Mostly Solid Work A Bit Misguided By Its Own Biases. This is one of the more comprehensive books I’ve found about the actual issues facing Autistics in the current world (circa 2020) – well, in the US anyway. Discussions of education, gender, housing, personhood, etc are mostly solid and mostly problem free, focusing on numerous interviews the author has conducted over several years combined with well documented (roughly 32% of the text of this Advance Reader Copy I read) research.

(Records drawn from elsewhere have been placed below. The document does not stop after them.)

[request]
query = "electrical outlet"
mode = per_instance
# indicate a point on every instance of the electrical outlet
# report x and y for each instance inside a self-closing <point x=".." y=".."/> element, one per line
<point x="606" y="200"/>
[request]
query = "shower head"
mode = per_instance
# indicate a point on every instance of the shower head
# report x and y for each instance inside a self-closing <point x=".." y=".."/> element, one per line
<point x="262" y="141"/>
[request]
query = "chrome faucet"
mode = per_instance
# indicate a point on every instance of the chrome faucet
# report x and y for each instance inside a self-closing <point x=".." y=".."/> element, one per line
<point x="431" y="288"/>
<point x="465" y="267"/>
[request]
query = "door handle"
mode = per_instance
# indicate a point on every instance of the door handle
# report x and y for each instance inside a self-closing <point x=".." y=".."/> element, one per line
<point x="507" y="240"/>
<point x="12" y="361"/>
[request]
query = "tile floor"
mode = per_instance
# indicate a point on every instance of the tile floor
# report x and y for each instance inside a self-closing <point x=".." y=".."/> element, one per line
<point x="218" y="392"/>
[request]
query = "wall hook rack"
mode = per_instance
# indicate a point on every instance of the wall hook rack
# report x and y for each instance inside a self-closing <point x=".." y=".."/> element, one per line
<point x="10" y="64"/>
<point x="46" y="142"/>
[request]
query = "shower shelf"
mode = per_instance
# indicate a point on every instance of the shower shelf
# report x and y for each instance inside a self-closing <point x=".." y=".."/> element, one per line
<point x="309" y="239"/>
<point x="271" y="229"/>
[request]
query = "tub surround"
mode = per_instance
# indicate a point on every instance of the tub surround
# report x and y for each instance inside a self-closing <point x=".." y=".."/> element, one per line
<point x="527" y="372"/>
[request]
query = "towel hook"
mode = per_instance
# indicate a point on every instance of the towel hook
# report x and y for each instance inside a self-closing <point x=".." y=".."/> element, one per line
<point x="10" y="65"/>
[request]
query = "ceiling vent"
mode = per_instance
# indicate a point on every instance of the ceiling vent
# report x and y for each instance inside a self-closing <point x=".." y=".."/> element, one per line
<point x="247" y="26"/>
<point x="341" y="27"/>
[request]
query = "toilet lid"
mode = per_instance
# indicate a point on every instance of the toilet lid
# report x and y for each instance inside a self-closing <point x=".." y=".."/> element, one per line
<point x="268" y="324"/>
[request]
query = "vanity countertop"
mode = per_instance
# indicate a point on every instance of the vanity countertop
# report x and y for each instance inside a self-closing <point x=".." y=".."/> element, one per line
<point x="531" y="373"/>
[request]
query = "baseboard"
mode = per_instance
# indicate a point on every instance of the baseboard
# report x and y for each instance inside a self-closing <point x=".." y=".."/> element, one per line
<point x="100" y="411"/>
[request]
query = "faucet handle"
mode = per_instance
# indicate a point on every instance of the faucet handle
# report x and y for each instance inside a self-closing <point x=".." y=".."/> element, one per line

It even has two *extremely* good points:
1) “We don’t know what Autism in and of itself looks like. We only know how autism informed by trauma presents itself.” -Cal Montgomery
2) From the close of Chapter 9: “People who are not Autistic often assume they are acting benevolently by hand-holding those on the spectrum. But despite their best intentions, there is an element of condescension in thse actions because it assumes that non-Autistic people know what’s best. But it is Autistic people who live with the condition of Autism – for all of its positives and negatives – as well as the consequences of any collective action meant to help them. If there is going to be policy that has seismic impact on their lives, they deserve to have a say it in, no mater how they communicate. Furthermore, while many parent advocates, clinicians, and other “experts” may have good intentions, centering their voices continues to give them power that should lie with the Autistic community. To achieve any true sense of freedom, Autistic people need to take this power back.”

HOWEVER, the fact that the discussion routinely ignores and even outright dismisses the needs and challenges of white Autistics and/ or Autistics who *do* find meaningful employment in the science and/ or technology sectors means that the book fails to have truly the comprehensive discussion of the condition that it seems to seek to have. In ignoring these facets, it doesn’t truly “change the Autism conversation” in any truly helpful manner, as it blatantly ignores and dismisses a key component that can actually do quite a bit of good in trying to address all of the other issues the narrative does go in detail on. We Autistic technologists can create the very technologies Garcia sometimes points to as being needed, in part because we ourselves truly do live with these very same issues – and thus, we don’t actually need a neurotypical trying to approximate some solution, as we can create a solution that works for our own particular case and allow for it to be customized to fit other cases as well.

Ultimately this truly is a very strong look at the state of Autistic society today and the issues Autistics face in trying to fully integrate into larger neurotypical societies, it simply missed its potential to be so much more. Very much recommended.

This review of We’re Not Broken by Eric Garcia was originally written on March 14, 2021.